Throughout his long term of office the duke of Cambridge evinced a warm interest in the welfare of the soldier, and great experience combined with a retentive memory made him a master of detail. He was famous for plain, and strong, language; but while quick to condemn deviations from the letter of regulations, and accustomed to insist upon great precision in drill, he was never a martinet, and his natural kindliness made him ready to bestow praise.
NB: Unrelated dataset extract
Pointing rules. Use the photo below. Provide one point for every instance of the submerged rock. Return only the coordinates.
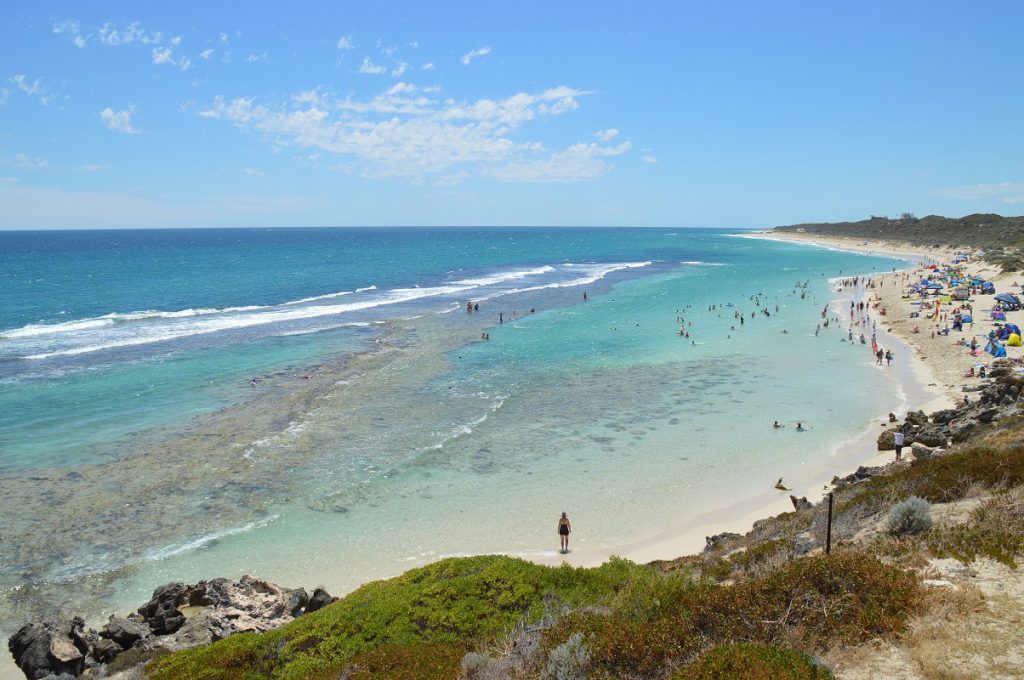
(216, 609)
Belonging to the older generation of soldiers, he could not easily adapt himself to the new conditions, and in dispensing patronage he was somewhat distrustful of originality, while his position as a member of the royal family tended to narrow his scope for selection. He was thus inclined to be influenced by considerations of pure seniority, and to underrate the claims of special ability. The army, however, always recognized that in the duke of Cambridge it had a commander-in-chief devoted to its interests, and keenly anxious amid many difficulties to promote its well-being. The duke resigned the commandership-in-chief on the 1st of November 1895, and was succeeded by Lord Wolseley, the duties of the office being considerably modified. He was at the same time gazetted honorary colonel-in-chief to the forces. He was made ranger of Hyde Park and St James’s Park in 1852, and of Richmond Park in 1857; governor of the Royal Military Academy in 1862, and its president in 1870, and personal aide-de-camp to Queen Victoria in 1882. He died on the 17th of March 1904 at Gloucester House, London. The chief honours conferred upon him were: G.C.H., 1825; K.G., 1835; G.C.M.G., 1845; G.C.B., 1855; K.P., 1861; K.T., 1881. From 1854 he was president of Christ’s hospital. The duke of Cambridge was married to Louisa Fairbrother, who took the name of FitzGeorge after her marriage. She died in 1890.

See Rev. E. Sheppard, George, Duke of Cambridge; a Memoir of his Private Life (London, 1906); and Willoughby Verner, Military Life of the Duke of Cambridge (1905).